1. A joblib disk cache that caches calls to pydantic model creation functions. This changes on every version update to keep the models in sync. This is the fastest cache.
2. A requests cache backed by sqlite that caches requests forever.
3. An attempt to find the response is made to the wayback machine, and used if found.

It's very recommended that the user uses proxies defined in the `PROXIES` environment variable. The more proxies the easier it is to collect data.

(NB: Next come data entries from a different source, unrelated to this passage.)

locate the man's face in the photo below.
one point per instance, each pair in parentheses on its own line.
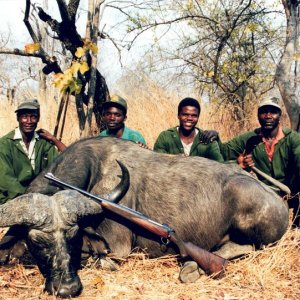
(114,118)
(269,117)
(188,117)
(28,120)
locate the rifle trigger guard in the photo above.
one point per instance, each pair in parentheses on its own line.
(165,241)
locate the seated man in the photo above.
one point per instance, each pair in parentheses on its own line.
(24,152)
(186,139)
(114,114)
(270,148)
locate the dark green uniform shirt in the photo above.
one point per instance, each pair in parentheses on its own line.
(16,171)
(169,142)
(285,165)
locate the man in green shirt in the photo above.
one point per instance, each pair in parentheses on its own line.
(24,152)
(186,139)
(273,150)
(114,115)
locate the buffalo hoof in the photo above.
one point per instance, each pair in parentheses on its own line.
(190,272)
(108,264)
(4,256)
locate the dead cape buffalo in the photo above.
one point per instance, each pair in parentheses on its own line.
(213,205)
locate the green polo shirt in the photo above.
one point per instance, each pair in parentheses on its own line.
(128,134)
(169,142)
(285,165)
(16,170)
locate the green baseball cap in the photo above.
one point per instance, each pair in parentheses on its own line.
(116,100)
(270,101)
(29,104)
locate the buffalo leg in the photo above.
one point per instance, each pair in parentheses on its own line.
(190,272)
(232,250)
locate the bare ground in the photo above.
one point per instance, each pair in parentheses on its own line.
(271,273)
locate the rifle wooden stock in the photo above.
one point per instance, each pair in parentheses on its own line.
(209,262)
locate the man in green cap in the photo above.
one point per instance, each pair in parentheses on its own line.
(114,114)
(24,152)
(270,148)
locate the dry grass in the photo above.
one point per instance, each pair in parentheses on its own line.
(272,273)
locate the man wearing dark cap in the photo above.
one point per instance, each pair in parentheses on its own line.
(24,152)
(185,139)
(114,114)
(270,148)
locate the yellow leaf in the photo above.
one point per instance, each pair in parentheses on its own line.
(79,52)
(83,67)
(94,48)
(75,67)
(31,48)
(297,56)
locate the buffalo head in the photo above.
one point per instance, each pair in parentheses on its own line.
(54,227)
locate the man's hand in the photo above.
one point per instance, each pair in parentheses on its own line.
(209,136)
(43,133)
(245,161)
(143,145)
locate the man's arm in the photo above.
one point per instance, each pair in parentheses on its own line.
(214,152)
(10,187)
(43,133)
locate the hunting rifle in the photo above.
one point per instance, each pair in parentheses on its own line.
(209,262)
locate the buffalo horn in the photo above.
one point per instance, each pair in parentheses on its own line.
(22,210)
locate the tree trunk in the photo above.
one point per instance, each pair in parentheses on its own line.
(286,76)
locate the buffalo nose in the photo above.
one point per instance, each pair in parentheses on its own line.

## Installation :inbox_tray:

This is a python package hosted on pypi, so to install simply run the following command:

`pip install sportsball`

or install using this local repository:

`python setup.py install --old-and-unmanageable`

## Usage example :eyes:

There are many different ways of using sportsball, but we generally recommend the CLI.

### CLI

To fetch a dataframe containing information about a league, you can use the following CLI:

```
sportsball --league=nfl -
```

The final argument denotes the file to write to, in this case `-` is stdout.

### Python

To pull a dataframe containing all the information for a particular league, the following example can be used:

```python
from sportsball import sportsball as spb

ball = spb.SportsBall()
league = ball.league(spb.League.AFL)
df = league.to_frame()
```

This results in a dataframe where each game is represented by all its features.

### Environment

If you wish to use the providers that require API keys, you can create a `.env` file with the following variables inside it:

```
GOOGLE_API_KEY=APIKEY
GRIBSTREAM_API_KEY=APIKEY
X_API_KEY=APIKEY
X_API_SECRET_KEY=APISECRETKEY
X_ACCESS_TOKEN=ACCESSTOKEN
X_ACCESS_TOKEN_SECRET=ACCESSTOKENSECRET
PROXIES=CSVPROXIESLIST
```

## License :memo:

The project is available under the [MIT License](LICENSE).